To analyze DNA in Genbank, students' had to answer a series of questions on the metrics generated when doing a BLAST search [see attached worksheet]. In addition to evaluating the DNA sequence alignments and percent similarity, students explored the value and meaning of the E-value and Total Score, by entering 20, 50, and 200 bases of their DNA sequence into BLAST search. Naturally, E-values decreased and total score values increased with longer DNA sequences. This provided an illustration on the importance of sequence length. In addition to their own sequences, three more sequences were provided to the students (Supplemental data sequences 4, 5, and 6). During the in silico DNA analysis laboratory component a discussion was also facilitated on the importance of Maximum Score, Total Score, Query cover, and Accession Number. It is important to address these metrics as too many students only focus on the percentage similarity without understanding the meaning of the “other numbers.”
4.2 Providing a different context
Previous PCR-based and DNA sequencing labs have explored the application of biochemical techniques in human biology and food sciences fields.10, 12 This laboratory exercise also aimed to provide a different context in how biochemical techniques are applied to address a wider range of topics such as DNA barcoding and biodiversity.

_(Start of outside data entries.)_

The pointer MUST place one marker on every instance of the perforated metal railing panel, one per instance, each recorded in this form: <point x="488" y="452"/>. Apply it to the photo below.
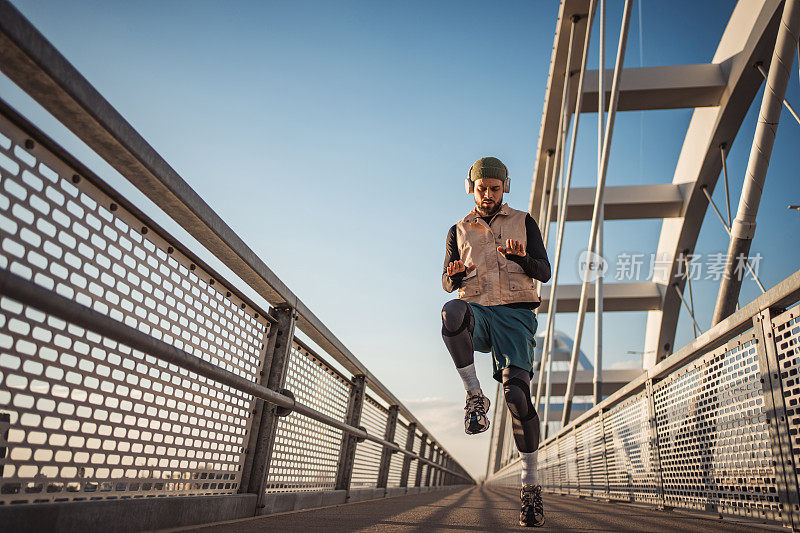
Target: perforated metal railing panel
<point x="713" y="435"/>
<point x="704" y="443"/>
<point x="591" y="463"/>
<point x="786" y="330"/>
<point x="90" y="418"/>
<point x="396" y="465"/>
<point x="93" y="418"/>
<point x="367" y="460"/>
<point x="631" y="468"/>
<point x="83" y="417"/>
<point x="306" y="452"/>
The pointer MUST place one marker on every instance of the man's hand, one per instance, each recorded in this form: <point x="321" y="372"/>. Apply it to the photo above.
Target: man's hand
<point x="512" y="248"/>
<point x="456" y="267"/>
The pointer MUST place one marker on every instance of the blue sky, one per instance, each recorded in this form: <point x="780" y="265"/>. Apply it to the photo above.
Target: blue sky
<point x="334" y="138"/>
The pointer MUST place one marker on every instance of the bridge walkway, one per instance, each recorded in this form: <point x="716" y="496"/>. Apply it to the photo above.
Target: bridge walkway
<point x="480" y="508"/>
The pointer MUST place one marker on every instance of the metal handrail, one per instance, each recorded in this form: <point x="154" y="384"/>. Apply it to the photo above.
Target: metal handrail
<point x="29" y="293"/>
<point x="36" y="66"/>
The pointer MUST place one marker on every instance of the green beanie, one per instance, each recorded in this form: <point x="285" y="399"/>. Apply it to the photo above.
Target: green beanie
<point x="488" y="167"/>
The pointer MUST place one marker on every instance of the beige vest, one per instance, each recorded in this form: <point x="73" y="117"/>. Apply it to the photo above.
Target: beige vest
<point x="496" y="280"/>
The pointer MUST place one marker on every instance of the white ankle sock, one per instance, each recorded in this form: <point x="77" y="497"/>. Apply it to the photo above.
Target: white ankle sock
<point x="470" y="378"/>
<point x="530" y="474"/>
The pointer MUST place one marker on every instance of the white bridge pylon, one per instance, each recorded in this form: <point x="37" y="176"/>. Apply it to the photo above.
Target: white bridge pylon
<point x="720" y="93"/>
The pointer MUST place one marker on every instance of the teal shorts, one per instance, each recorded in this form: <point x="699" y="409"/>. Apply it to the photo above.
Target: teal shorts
<point x="508" y="333"/>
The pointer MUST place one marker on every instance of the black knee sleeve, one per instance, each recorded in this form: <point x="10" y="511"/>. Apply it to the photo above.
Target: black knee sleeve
<point x="516" y="393"/>
<point x="456" y="317"/>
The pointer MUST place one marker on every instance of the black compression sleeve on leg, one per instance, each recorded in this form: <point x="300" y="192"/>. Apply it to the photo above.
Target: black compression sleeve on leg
<point x="458" y="323"/>
<point x="516" y="382"/>
<point x="524" y="419"/>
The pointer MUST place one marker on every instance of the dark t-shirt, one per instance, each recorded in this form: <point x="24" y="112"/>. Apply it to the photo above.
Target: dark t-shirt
<point x="535" y="263"/>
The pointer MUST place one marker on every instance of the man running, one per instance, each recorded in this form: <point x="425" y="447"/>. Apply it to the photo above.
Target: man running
<point x="492" y="257"/>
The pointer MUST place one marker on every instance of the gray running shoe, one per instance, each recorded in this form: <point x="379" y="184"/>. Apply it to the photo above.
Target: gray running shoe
<point x="532" y="513"/>
<point x="475" y="419"/>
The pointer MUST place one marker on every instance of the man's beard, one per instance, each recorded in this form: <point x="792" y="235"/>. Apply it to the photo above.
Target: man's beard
<point x="484" y="213"/>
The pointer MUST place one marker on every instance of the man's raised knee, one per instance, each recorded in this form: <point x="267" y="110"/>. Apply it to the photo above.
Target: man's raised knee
<point x="456" y="317"/>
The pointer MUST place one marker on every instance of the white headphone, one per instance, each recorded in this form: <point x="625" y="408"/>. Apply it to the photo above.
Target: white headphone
<point x="470" y="185"/>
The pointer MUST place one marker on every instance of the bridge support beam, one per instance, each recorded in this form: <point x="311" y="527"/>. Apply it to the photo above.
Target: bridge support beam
<point x="386" y="455"/>
<point x="412" y="430"/>
<point x="265" y="418"/>
<point x="347" y="452"/>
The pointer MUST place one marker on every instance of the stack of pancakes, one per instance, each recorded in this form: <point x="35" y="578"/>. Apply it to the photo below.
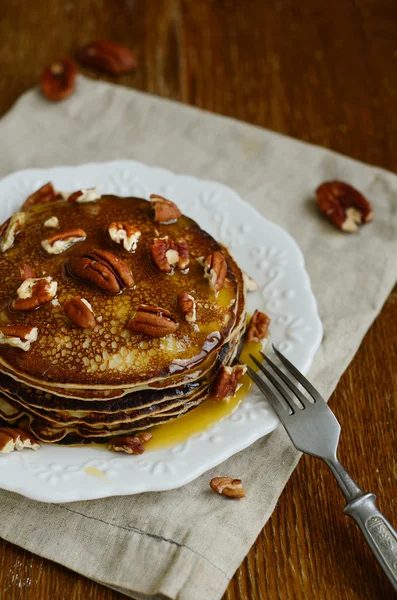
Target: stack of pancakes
<point x="76" y="384"/>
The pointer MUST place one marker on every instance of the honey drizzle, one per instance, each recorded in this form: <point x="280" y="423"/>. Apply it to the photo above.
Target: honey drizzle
<point x="207" y="414"/>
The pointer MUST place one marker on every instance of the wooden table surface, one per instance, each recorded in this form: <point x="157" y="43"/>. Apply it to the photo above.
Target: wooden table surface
<point x="325" y="72"/>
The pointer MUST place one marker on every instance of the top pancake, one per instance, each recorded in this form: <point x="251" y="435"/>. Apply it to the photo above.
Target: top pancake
<point x="109" y="355"/>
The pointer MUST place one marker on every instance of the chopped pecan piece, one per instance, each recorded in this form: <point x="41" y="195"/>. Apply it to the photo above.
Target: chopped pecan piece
<point x="58" y="242"/>
<point x="342" y="204"/>
<point x="18" y="336"/>
<point x="227" y="381"/>
<point x="9" y="229"/>
<point x="215" y="270"/>
<point x="165" y="211"/>
<point x="187" y="304"/>
<point x="258" y="327"/>
<point x="34" y="292"/>
<point x="166" y="254"/>
<point x="80" y="312"/>
<point x="82" y="196"/>
<point x="152" y="321"/>
<point x="124" y="233"/>
<point x="226" y="486"/>
<point x="43" y="195"/>
<point x="107" y="56"/>
<point x="58" y="79"/>
<point x="14" y="438"/>
<point x="250" y="284"/>
<point x="102" y="269"/>
<point x="26" y="271"/>
<point x="130" y="444"/>
<point x="52" y="222"/>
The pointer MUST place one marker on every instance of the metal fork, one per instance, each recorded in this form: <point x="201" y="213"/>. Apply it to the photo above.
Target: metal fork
<point x="314" y="429"/>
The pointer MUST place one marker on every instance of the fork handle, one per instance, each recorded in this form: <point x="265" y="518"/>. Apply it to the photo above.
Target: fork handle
<point x="379" y="533"/>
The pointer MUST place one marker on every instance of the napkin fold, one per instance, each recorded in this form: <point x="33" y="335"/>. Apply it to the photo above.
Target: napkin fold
<point x="187" y="543"/>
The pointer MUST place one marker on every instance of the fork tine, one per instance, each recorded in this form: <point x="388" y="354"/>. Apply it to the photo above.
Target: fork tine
<point x="302" y="380"/>
<point x="276" y="384"/>
<point x="287" y="381"/>
<point x="268" y="392"/>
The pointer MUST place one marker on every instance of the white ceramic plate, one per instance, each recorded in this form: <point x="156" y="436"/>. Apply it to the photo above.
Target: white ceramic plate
<point x="264" y="250"/>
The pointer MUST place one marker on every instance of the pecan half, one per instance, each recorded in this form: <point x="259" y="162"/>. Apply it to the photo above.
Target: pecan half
<point x="58" y="79"/>
<point x="52" y="222"/>
<point x="34" y="292"/>
<point x="165" y="211"/>
<point x="26" y="271"/>
<point x="258" y="327"/>
<point x="152" y="321"/>
<point x="43" y="195"/>
<point x="80" y="312"/>
<point x="227" y="382"/>
<point x="250" y="284"/>
<point x="58" y="242"/>
<point x="18" y="336"/>
<point x="343" y="205"/>
<point x="9" y="229"/>
<point x="226" y="486"/>
<point x="215" y="270"/>
<point x="82" y="196"/>
<point x="187" y="304"/>
<point x="107" y="56"/>
<point x="103" y="269"/>
<point x="14" y="438"/>
<point x="166" y="254"/>
<point x="130" y="444"/>
<point x="124" y="233"/>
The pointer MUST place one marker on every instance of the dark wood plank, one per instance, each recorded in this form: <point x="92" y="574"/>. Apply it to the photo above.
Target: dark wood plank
<point x="322" y="72"/>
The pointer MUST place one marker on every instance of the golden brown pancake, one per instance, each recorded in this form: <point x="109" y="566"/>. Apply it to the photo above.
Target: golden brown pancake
<point x="74" y="383"/>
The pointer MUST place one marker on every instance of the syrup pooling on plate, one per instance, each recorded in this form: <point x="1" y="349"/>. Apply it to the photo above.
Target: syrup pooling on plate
<point x="208" y="414"/>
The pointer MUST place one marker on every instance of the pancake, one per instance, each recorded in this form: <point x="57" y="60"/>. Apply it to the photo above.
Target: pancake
<point x="107" y="376"/>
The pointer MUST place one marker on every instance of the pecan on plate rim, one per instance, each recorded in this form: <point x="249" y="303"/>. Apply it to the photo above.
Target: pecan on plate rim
<point x="15" y="438"/>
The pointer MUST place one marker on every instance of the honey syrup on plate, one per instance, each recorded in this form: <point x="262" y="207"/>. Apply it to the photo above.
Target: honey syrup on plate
<point x="207" y="414"/>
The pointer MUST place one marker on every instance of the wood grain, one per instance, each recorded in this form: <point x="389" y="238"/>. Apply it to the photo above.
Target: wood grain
<point x="325" y="72"/>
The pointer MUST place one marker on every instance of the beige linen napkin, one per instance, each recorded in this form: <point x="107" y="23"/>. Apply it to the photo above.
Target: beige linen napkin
<point x="187" y="543"/>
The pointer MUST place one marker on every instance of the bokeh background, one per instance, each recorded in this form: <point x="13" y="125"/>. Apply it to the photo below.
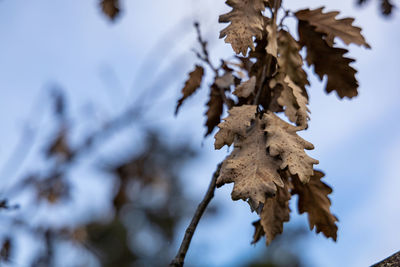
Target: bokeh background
<point x="67" y="71"/>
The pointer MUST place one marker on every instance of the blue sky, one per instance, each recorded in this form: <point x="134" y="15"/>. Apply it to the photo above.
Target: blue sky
<point x="357" y="141"/>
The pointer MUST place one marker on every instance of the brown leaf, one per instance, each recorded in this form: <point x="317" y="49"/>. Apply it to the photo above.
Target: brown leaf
<point x="236" y="123"/>
<point x="328" y="61"/>
<point x="191" y="85"/>
<point x="246" y="22"/>
<point x="386" y="7"/>
<point x="253" y="171"/>
<point x="292" y="99"/>
<point x="215" y="108"/>
<point x="290" y="60"/>
<point x="110" y="8"/>
<point x="313" y="199"/>
<point x="327" y="24"/>
<point x="275" y="212"/>
<point x="283" y="141"/>
<point x="245" y="89"/>
<point x="258" y="231"/>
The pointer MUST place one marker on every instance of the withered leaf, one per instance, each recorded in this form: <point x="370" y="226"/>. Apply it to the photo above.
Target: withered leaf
<point x="191" y="85"/>
<point x="327" y="24"/>
<point x="313" y="199"/>
<point x="290" y="60"/>
<point x="328" y="61"/>
<point x="258" y="231"/>
<point x="283" y="141"/>
<point x="236" y="123"/>
<point x="275" y="212"/>
<point x="215" y="108"/>
<point x="292" y="99"/>
<point x="245" y="89"/>
<point x="386" y="7"/>
<point x="111" y="8"/>
<point x="253" y="171"/>
<point x="246" y="21"/>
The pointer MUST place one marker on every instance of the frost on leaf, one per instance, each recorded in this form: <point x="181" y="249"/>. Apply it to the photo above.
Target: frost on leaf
<point x="327" y="24"/>
<point x="290" y="60"/>
<point x="249" y="167"/>
<point x="214" y="110"/>
<point x="246" y="21"/>
<point x="284" y="142"/>
<point x="292" y="99"/>
<point x="328" y="61"/>
<point x="245" y="89"/>
<point x="313" y="199"/>
<point x="110" y="8"/>
<point x="191" y="85"/>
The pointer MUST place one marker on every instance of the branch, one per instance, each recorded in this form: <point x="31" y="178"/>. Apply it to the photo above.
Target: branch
<point x="180" y="256"/>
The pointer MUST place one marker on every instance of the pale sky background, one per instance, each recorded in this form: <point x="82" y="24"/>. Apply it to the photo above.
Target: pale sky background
<point x="70" y="43"/>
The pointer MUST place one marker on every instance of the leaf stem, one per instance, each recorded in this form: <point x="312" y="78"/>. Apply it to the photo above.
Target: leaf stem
<point x="179" y="259"/>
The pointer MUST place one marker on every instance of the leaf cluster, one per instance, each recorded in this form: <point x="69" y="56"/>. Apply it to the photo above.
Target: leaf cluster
<point x="268" y="163"/>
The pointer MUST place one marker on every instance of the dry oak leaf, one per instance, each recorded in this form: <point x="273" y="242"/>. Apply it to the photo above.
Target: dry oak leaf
<point x="215" y="107"/>
<point x="249" y="167"/>
<point x="290" y="60"/>
<point x="327" y="24"/>
<point x="246" y="21"/>
<point x="110" y="8"/>
<point x="245" y="89"/>
<point x="237" y="123"/>
<point x="387" y="7"/>
<point x="283" y="141"/>
<point x="292" y="99"/>
<point x="328" y="61"/>
<point x="313" y="199"/>
<point x="191" y="85"/>
<point x="275" y="212"/>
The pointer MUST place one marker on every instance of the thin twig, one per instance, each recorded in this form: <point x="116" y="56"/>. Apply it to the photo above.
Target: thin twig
<point x="206" y="58"/>
<point x="266" y="72"/>
<point x="180" y="256"/>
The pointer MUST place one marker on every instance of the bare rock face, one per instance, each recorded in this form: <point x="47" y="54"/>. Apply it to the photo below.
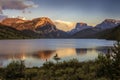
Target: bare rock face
<point x="107" y="24"/>
<point x="21" y="24"/>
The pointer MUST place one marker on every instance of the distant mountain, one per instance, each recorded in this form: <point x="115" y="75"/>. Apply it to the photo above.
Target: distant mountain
<point x="16" y="28"/>
<point x="42" y="26"/>
<point x="64" y="25"/>
<point x="79" y="27"/>
<point x="112" y="33"/>
<point x="107" y="24"/>
<point x="103" y="30"/>
<point x="6" y="32"/>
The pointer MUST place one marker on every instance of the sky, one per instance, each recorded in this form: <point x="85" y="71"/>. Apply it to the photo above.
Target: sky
<point x="88" y="11"/>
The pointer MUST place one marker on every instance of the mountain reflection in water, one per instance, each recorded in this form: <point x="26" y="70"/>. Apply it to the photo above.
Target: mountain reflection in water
<point x="43" y="55"/>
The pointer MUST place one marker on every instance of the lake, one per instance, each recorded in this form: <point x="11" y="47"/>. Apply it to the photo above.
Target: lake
<point x="35" y="52"/>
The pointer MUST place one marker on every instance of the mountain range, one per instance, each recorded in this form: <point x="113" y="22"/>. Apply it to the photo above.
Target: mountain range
<point x="44" y="27"/>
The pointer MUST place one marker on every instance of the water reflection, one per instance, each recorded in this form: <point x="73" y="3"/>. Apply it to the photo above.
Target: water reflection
<point x="37" y="58"/>
<point x="36" y="52"/>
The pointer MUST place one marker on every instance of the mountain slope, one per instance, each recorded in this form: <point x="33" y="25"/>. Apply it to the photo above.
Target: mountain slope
<point x="7" y="32"/>
<point x="37" y="27"/>
<point x="112" y="34"/>
<point x="79" y="27"/>
<point x="107" y="24"/>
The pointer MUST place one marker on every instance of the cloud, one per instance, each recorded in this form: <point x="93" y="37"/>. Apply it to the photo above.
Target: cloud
<point x="64" y="25"/>
<point x="16" y="4"/>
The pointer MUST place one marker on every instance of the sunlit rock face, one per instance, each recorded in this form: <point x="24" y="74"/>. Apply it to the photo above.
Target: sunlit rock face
<point x="79" y="27"/>
<point x="22" y="24"/>
<point x="107" y="24"/>
<point x="64" y="25"/>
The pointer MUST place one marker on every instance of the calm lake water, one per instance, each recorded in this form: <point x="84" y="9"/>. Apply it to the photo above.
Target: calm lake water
<point x="36" y="52"/>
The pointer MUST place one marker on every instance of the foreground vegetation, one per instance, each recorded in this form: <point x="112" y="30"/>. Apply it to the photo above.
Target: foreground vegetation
<point x="105" y="67"/>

The use of insects as starting material is not typical of most biochemistry and molecular biology laboratories. Nearly all the students in this course are biochemistry majors, most of them have not dealt with insects at university level, and if they have, usually in first year biology courses. The specimens chosen are large stoneflies that are anywhere from 3 to 5 centimeters in length and were collected from nearby rivers. We used stonefly nymphs as the instructor has a lot of experience working with stoneflies in DNA barcoding. The lab can easily be adapted for other insects as well. We have used the LCO and HCO primer pair for other insect orders such as Trichoptera (caddisflies) and Ephemeroptera (mayflies) successfully,13 both aquatic insects. If there is a challenge in sourcing aquatic insects, terrestrial insects can also be used such as Lepidoptera (moths and butterflies),5, 14 Hemiptera (true bugs),15 and Musca domestica (house flies).16 The use of insects intrigued the students and it stimulated a lot of discussion within the class. The level of conversations varied from being academic to the expression of surprise to learn that such large insects live in rivers. This provided an informal teaching moment on aquatic systems within the teaching laboratory and how biochemistry techniques can be applied to fields beyond what is typically associated with the biochemistry and molecular biology.
This laboratory exercise is easy to do and students enjoyed analyzing DNA sequences they generated themselves. They also enjoyed working with different materials such as insects that they are not familiar with. They commented that this was satisfying—hopefully leading to greater student engagement. The DNA barcoding scenario provides an excellent environment for discovery in a teaching lab and teaches students how to work with DNA sequences.